The Blackened Heart is the type of simplistic melodic metal à la (you guessed it) Delain that seems designed to be sampled on Spotify and promptly forgotten, but it’s not entirely without merit. Perhaps thanks to the influence of drummer Mikael Hornqvist of Zonata fame (who here goes by Mike Force for some pretentious reason), Enbound sports some evident power metal leanings that make for a few surprisingly enjoyable instances. The mystical opening melodies of “Crossroad,” for example, recall the atmosphere of early Pyramaze, and the towering symphonic arrangements of “Twelve” could stand toe-to-toe with Epica‘s bombastic compositions. The problem here is that nearly all the memorable moments the band pulls off are followed by totally insipid verses. The vocal melodies are of the thrown-together quality you might expect from a Saturday Night Live sketch, except where SNL has actually managed some earworms in the past, most melodies on The Blackened Heart roll right off of me. As you might imagine, this does not bode well for a pop metal band reliant on vocal hooks.
Enbound attempts to smother their compositions with a thick symphonic blanket in an effort to distract listeners from the emptiness of their Blackened Heart. Song structures are completely linear, 4:4 affairs supported by stock drum patterns and chuggy, robotic riffs. The symphonics are so prevalent that I was flabbergasted to learn that Enbound lacks a keyboard player; how are you supposed to pull these songs off live without one when the synths are layered heavily enough to make Jari Mäenpää blush? Not that you’d want to catch them live, because outside of the programming, this record lacks any defining traits. At least Amaranthe possesses some pretense of aggression and can muster a catchy chorus, whereas Enbound largely goes through the motions without a hint of urgency or purpose.
To their credit, Enbound manages one track that I can enjoy in its entirety with “Fallen,” which features a livelier chorus than the rest of the album’s cuts and offers intriguing staccato interplay between the rhythm guitar and drums. Singer Lee Hunter nearly killed my impression of this track though with his embarrassing, harmonized introduction. It sounds like it would be at home on an N*Sync b-side, as does the entirety of the cavity-inducing “Holy Grail.” Hunter is a good vocalist who reminds me of Pellek at times, but he completely lacks the energy to be an effective metal performer. The flaccid lyrics regarding love and other generic, pedestrian subjects certainly don’t help his case either, and as much as we like to joke about him around these parts, I really wish that someone like Jørn had been enlisted to bring some life to the proceedings [Report to HR. – Steel Druhm].

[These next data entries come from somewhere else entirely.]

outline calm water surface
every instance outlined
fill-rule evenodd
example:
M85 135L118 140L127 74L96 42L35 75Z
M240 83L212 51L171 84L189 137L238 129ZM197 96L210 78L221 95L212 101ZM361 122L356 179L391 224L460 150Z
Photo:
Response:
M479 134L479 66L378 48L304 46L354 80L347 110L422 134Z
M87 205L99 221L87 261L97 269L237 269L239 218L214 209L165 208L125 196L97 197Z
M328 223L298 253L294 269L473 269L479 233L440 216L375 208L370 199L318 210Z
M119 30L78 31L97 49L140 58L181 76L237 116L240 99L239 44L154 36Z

I have a troubled relationship with The Blackened Heart. While it’s so inoffensive that I can’t really say I loathe it, that very same innocuous nature makes this an extremely difficult album to review, as I forget half of the songs between spins. I suppose that, if you’re a connoisseur of derivative melodic metal, this might not be a terrible listen to hear the album’s brighter moments. As I see it, however, Enbound is a lesser product of a genre that was never particularly gripping to begin with, and outside of my reviewing duties, I would never be caught dead listening to this in a year filled with so many excellent and compelling releases.